Yesterday, the Supreme Court issued two decisions, described below, of interest to the business community.

  • Intellectual Property—Patent Exhaustion
  • Federal Employer's Liability Act—Personal Jurisdiction

Intellectual Property—Patent Exhaustion

Impression Products, Inc. v. Lexmark Int'l, Inc., No. 15-1189

The doctrine of patent exhaustion holds that, after the first authorized sale of a patented article, the patent rights in that particular article are exhausted and the patentee cannot exert any further control over the article under patent law. Today, the Supreme Court held that this doctrine applies "regardless of any restrictions the patentee purports to impose or the location of the sale," abrogating two Federal Circuit decisions from 1992 and 2001 that had respectively held that (1) patentees could avoid patent exhaustion by imposing express restrictions on the use or resale of an article at the time of the first sale; and (2) a patentee's U.S. patent rights are not exhausted when an article is sold abroad.

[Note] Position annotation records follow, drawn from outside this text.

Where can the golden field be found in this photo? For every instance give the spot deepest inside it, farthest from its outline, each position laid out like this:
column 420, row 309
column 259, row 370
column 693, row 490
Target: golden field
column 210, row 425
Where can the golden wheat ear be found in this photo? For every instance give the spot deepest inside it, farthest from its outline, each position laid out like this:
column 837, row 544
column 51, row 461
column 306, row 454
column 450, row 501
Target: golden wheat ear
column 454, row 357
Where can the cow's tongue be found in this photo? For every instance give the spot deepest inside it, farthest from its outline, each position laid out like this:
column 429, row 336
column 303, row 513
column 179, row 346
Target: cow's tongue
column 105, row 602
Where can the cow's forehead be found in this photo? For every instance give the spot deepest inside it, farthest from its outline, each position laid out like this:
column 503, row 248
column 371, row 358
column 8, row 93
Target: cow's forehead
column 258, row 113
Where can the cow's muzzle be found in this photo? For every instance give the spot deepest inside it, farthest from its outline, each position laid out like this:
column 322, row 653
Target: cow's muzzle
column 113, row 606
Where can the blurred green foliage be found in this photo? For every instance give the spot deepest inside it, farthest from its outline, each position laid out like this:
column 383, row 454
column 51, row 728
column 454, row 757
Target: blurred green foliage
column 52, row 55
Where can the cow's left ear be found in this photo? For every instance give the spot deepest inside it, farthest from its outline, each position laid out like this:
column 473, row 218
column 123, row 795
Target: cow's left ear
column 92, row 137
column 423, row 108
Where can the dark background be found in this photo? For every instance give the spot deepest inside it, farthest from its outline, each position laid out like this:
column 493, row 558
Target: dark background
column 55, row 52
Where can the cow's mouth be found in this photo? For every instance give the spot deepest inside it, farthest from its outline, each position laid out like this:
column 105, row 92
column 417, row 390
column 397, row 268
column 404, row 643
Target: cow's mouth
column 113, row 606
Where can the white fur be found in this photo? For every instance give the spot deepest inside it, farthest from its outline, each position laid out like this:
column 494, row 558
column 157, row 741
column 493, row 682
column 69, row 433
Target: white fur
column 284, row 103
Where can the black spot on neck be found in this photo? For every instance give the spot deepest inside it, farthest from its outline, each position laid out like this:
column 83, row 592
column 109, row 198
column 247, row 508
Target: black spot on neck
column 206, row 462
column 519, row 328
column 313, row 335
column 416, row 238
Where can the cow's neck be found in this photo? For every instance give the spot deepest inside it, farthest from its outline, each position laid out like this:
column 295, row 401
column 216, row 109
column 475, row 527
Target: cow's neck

First, the Court unanimously (Justice Gorsuch did not participate) held that a patentee cannot use patent law to enforce post-sale restrictions on the use or resale of an article, because any authorized first sale exhausts the patentee's rights, irrespective of a patentee's attempts to impose conditions on its sale of the article. In short, as the Court explained, "patent exhaustion is uniform and automatic."

Second, the Court held 7-1 (Justice Ginsburg dissented) that a patentee's U.S. patent rights are exhausted by the authorized sale of an article abroad. The Court held that the common-law rule against restraints on alienation of chattels, which is the basis for the patent exhaustion doctrine, is "borderless" and that U.S. patent rights are therefore exhausted by foreign sales in the same way as by domestic sales.

Mayer Brown represented the victorious petitioner, Impression Products, in this case.

Federal Employer's Liability Act—Personal Jurisdiction

BNSF R. Co. v. Tyrrell, No. 16-405

A defendant may be sued only in jurisdictions that have "personal jurisdiction" over the defendant. The scope of personal jurisdiction is important because it limits a plaintiff's ability to engage in forum shopping. This Term, the Supreme Court is considering two important personal-jurisdiction cases, BNSF R. Co. v. Tyrrell and Bristol-Myers Squibb Co. v. Superior Court of California.

Today the Court issued its decision in BNSF, holding that the Federal Employer's Liability Act's venue provision does not make a railroad subject to personal jurisdiction in every state in which it operates, and that the Due Process Clause makes it unconstitutional for a court in a given state to exercise personal jurisdiction over a railroad in connection with a claim that arose outside that state, unless the railroad is "at home in the forum State," something that it typically will be only in the states in which it is incorporated or has its principal place of business. In so holding, the Court reaffirmed the broad applicability of its recent decisions in Daimler AG v. Bauman, 134 S. Ct. 746 (2014), and Goodyear Dunlop Tires Operations, S.A. v. Brown, 564 U.S. 915 (2011), which rejected the contention that nationally active corporations may be sued on any matter wherever they engage in business.

Although she agreed with the majority's statutory analysis, Justice Sotomayor dissented from its constitutional analysis, as she effectively did in her Daimler concurrence.